In the production of electrical and electronic components in which materials are joined, it is imperative to achieve a good quality joint in order to increase the reliability of such components. High energy welding techniques, such as laser or electron beam welding, are capable of generating extremely localized high energy beams resulting in unique advantages when welding small workpieces or components. The integrity of such welding techniques is determined by analyzing the resulting welds. Such analysis may vary from a mere visual inspection of the welded joint on the workpiece to a detailed post-welding X-ray, ultrasonic, or infrared examination of the welded workpiece or component. Often, destructive methods are used to evaluate the joining technique by testing samples, rather than all, of the components produced.

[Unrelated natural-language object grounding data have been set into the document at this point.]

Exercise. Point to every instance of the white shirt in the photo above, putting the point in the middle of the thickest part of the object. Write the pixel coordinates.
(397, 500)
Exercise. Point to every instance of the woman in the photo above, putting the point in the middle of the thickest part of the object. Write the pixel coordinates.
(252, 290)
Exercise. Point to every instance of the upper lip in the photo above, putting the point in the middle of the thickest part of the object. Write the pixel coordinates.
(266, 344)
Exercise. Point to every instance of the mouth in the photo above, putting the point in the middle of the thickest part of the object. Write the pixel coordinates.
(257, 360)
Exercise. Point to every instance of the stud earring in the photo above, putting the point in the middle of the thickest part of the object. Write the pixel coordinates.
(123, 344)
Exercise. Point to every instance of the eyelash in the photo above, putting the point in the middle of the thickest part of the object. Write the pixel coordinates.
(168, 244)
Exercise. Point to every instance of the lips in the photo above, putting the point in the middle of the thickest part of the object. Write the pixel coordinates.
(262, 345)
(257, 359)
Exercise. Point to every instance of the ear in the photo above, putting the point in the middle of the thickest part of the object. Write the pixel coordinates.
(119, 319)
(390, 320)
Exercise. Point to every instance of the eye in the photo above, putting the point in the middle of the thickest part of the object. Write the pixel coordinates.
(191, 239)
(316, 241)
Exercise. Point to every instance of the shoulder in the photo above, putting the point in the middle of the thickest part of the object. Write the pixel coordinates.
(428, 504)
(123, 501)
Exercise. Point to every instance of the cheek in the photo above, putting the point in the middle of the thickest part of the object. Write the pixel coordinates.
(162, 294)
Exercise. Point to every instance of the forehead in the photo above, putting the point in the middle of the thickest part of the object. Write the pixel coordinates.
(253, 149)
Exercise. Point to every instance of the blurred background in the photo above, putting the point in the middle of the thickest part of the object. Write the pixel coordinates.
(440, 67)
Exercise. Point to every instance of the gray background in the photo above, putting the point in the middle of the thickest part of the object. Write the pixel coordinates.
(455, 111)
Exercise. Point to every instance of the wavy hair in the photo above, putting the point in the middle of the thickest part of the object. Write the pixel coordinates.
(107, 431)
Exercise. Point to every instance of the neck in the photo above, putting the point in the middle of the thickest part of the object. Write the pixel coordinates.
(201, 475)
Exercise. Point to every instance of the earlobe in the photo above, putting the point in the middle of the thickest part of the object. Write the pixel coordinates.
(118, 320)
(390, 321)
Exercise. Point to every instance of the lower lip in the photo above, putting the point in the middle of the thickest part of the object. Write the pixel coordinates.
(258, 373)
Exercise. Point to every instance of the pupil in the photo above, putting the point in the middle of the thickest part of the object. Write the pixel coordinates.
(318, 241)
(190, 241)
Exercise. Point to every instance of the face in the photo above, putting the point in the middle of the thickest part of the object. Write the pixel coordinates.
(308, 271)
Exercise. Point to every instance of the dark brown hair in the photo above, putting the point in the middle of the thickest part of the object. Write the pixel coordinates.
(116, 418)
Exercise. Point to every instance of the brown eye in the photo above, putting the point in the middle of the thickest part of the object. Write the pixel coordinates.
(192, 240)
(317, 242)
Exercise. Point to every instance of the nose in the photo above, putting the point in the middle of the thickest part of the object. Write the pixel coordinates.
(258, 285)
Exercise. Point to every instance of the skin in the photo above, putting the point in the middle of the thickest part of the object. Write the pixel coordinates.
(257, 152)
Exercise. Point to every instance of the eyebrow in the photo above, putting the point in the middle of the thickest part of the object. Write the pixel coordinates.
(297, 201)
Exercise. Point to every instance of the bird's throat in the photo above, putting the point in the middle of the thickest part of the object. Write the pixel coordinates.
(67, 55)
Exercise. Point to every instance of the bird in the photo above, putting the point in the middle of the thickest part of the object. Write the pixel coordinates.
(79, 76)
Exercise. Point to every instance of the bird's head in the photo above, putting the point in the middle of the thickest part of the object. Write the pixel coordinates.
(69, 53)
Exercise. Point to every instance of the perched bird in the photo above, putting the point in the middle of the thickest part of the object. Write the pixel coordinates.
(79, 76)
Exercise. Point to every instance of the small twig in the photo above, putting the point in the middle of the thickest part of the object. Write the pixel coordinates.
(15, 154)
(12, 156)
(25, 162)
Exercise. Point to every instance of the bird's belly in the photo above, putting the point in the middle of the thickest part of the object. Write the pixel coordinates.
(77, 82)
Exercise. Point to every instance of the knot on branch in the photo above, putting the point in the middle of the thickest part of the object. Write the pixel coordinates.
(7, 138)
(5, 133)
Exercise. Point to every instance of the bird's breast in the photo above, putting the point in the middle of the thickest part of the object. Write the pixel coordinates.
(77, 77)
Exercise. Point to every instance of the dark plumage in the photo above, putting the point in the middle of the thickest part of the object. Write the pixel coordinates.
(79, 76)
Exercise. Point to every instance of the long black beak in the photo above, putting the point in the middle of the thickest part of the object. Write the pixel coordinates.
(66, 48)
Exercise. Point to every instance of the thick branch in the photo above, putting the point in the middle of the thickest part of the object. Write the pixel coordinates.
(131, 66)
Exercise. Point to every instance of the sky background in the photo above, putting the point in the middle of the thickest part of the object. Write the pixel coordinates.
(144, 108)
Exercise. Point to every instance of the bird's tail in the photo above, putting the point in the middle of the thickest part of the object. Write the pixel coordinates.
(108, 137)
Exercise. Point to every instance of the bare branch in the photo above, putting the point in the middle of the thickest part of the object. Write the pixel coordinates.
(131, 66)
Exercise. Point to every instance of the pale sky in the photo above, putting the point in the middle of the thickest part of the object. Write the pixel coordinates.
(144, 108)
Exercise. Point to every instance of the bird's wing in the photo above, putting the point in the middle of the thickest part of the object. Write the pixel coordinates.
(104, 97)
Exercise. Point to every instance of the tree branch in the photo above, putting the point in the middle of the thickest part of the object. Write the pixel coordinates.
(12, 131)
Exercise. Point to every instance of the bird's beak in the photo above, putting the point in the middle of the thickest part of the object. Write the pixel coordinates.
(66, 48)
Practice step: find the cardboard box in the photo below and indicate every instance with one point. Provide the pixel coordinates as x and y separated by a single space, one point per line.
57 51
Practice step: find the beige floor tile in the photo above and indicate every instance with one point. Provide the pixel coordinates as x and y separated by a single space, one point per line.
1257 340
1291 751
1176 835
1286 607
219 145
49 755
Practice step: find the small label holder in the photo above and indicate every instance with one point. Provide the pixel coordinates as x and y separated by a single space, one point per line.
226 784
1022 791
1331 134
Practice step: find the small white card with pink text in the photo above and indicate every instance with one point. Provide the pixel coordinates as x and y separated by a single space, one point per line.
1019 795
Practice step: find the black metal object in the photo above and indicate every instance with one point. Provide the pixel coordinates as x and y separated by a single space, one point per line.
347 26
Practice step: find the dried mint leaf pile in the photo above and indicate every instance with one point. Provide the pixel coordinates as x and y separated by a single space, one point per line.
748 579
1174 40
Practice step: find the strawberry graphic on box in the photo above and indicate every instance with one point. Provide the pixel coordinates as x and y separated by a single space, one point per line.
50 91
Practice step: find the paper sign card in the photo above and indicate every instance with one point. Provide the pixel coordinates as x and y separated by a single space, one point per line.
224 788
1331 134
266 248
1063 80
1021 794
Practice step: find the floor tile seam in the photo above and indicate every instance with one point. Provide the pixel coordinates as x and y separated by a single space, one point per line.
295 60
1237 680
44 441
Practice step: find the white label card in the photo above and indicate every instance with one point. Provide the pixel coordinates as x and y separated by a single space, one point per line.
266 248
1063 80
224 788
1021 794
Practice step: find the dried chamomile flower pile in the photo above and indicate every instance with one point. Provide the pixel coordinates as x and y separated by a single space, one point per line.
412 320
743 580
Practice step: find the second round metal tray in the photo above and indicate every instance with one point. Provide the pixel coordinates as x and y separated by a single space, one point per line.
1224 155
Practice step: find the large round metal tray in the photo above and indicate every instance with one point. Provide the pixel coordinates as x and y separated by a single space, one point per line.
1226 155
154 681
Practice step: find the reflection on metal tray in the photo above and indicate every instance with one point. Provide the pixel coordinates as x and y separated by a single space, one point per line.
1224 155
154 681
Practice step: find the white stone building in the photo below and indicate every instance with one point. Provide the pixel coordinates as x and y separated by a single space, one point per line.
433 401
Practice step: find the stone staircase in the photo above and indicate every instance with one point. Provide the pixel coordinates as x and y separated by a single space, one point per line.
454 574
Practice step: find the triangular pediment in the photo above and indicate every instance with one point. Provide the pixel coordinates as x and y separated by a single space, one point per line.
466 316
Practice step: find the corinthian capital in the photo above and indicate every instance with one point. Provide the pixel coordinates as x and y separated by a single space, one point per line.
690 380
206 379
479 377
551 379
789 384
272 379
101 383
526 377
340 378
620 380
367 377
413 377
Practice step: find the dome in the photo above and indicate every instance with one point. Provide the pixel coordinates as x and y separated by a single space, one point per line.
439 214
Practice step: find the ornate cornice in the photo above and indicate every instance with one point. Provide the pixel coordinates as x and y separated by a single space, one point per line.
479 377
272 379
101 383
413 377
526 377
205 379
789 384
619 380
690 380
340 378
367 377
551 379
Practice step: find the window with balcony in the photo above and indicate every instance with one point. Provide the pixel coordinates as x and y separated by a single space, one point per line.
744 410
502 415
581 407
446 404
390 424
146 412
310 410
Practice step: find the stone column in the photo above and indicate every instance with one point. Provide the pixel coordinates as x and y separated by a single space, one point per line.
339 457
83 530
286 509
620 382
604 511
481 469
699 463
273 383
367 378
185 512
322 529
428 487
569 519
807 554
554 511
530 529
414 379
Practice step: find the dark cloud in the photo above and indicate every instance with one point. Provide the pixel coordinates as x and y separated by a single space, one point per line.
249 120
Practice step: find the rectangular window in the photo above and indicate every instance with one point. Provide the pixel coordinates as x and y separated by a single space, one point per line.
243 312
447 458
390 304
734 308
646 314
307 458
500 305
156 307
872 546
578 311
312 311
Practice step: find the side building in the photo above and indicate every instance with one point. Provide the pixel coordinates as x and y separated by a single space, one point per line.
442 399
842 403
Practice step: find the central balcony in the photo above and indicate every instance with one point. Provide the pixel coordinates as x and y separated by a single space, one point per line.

In order to achieve a more reliable evaluation technique, several known nondestructive testing methods were developed to analyze the integrity of high energy welding techniques. One of such known methods described in U.S. Pat. No. 4,007,631 uses Stress Wave Emission (SWE) techniques also referred to as Acoustic Emission (AE) techniques, to monitor the quality of a laser weld. In accordance with this known method, which has proven to be effective and accurate, a piezoelectric transducer is attached to one of the parts to be welded or is mounted on a fixture which is in contact with at least one of the parts. The transducer converts the acoustic emission (AE) signals generated within the parts being welded during the welding operation into an electrical signal for further processing. When welds are to be made on a large number of parts located on a single fixture, multiple transducers are required since reflections and attenuations of the AE signals prevent the use of a single transducer. Furthermore, if the high energy welding technique is performed on relatively small pieceparts or components, it becomes difficult to physically attach the transducer to such a small part for AE signal detection.
Therefore, there exists a need for a noncontact, nondestructive method for monitoring the quality of welds during the welding process.